In Benedict v. Ratner, 268 U.S. 353, 45 S. Ct. 566, 69 L. Ed. 991, the Supreme Court considered the doctrine in a case involving assigned accounts. We had held it a part only of the general doctrine of reputed or ostensible ownership, and therefore inapplicable to intangibles. But the court said no; that the law of New York made the agreement a fraud merely because of the repugnancy of which we spoke just above, and quite independently of whether its exercise gave to the mortgagor a false credit. Just before the decision in Benedict v. Ratner, we decided the only case in which, so far as we can find, the doctrine was urged in the case of a mortgage of real and personal property. Hammond v. Carthage, etc., Co. (C. C. A.) 8 F.(2d) 35. The discussion there was not necessary to the decision, because the mortgage was carefully drawn, apparently with the purpose of excluding from the lien all property over which the mortgagor retained a power of sale.

So far, however, as we said that a single mortgage of land and chattels might be valid as to the land and void as to the chattels, when the mortgagor was given the right to dispose of the chattels on his own account, we think that our decision must be regarded as overruled by Benedict v. Ratner, supra. We thought that in such cases there was no actual fraud, but that the possession of the chattels by the mortgagor, being "strongly repugnant" to the common law, if coupled with a power to sell, in effect left no mortgage at all. These considerations did not, in our judgment, apply to so much of the instrument as incumbered the land, especially as a mortgage of land in New York does not pass title. Hence there was no reason why the same instrument should not be good as a mortgage as to the land and bad as to the chattels. It was like the case of a mortgage, bad as to chattels for lack of filing, but good as to land because recorded. Chemung, etc., Co. v.
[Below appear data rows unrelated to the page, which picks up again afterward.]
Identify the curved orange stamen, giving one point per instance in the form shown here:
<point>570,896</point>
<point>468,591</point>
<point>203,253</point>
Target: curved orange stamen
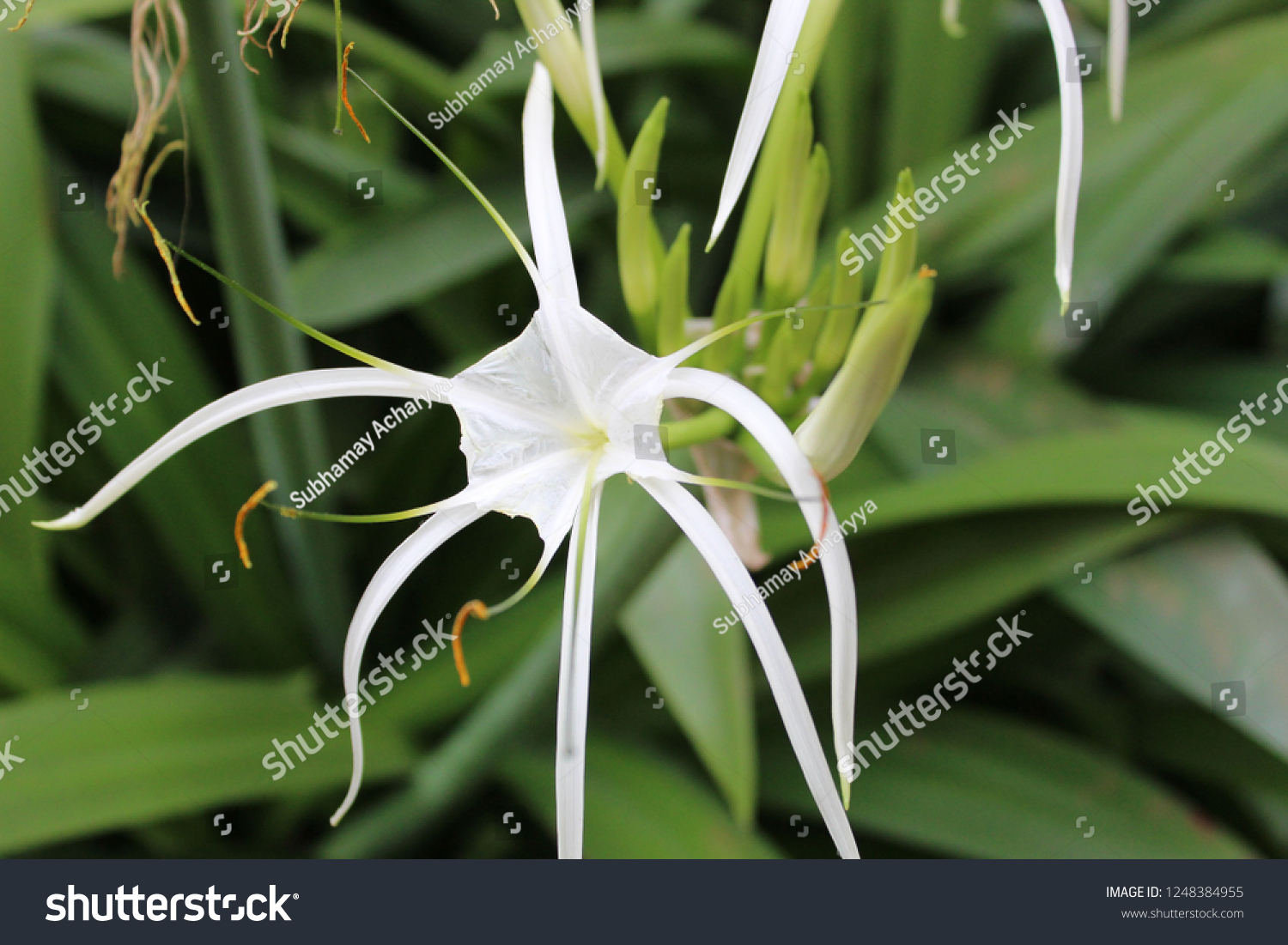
<point>142,209</point>
<point>241,519</point>
<point>476,608</point>
<point>344,92</point>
Payne, 164 N.Y. 252, 58 N.E. 101. As there was no fraud to taint the whole, it might be good so far as it was a mortgage at all.

We cannot take this position after Benedict v. Ratner, supra. That case declared that the law of New York made such an agreement actually fraudulent, quite independently of any dislike of the common law for continued possession by the mortgagor as ostensible ownership. Thus we think that we may no longer distinguish between a mortgage covering land and chattels and one covering two stocks of chattels. As authoritatively construed for us, the law of New York finds an obliquity in coupling with the lien a beneficial power in the mortgagor to sell the goods, quite aside from any false credit he may so procure. This pervades and taints the instrument as a whole, and there can be no difference whether the property to which the power does not extend is land, or an independent stock of chattels, or fixtures, as in Hangen v. Hachemeister, supra, Skilton v. Codington, supra, and In re Volence, supra.

Therefore we must say that the mortgage is void as to the land, as the trial court found it as to the chattels. It must be set aside in both respects, and the trustee declared entitled to the land free and clear, not only of *352 the deed of June 23, 1916, but of the mortgage of October 28, 1915.

Decree reversed, and case remanded for further proceedings in accordance with the foregoing.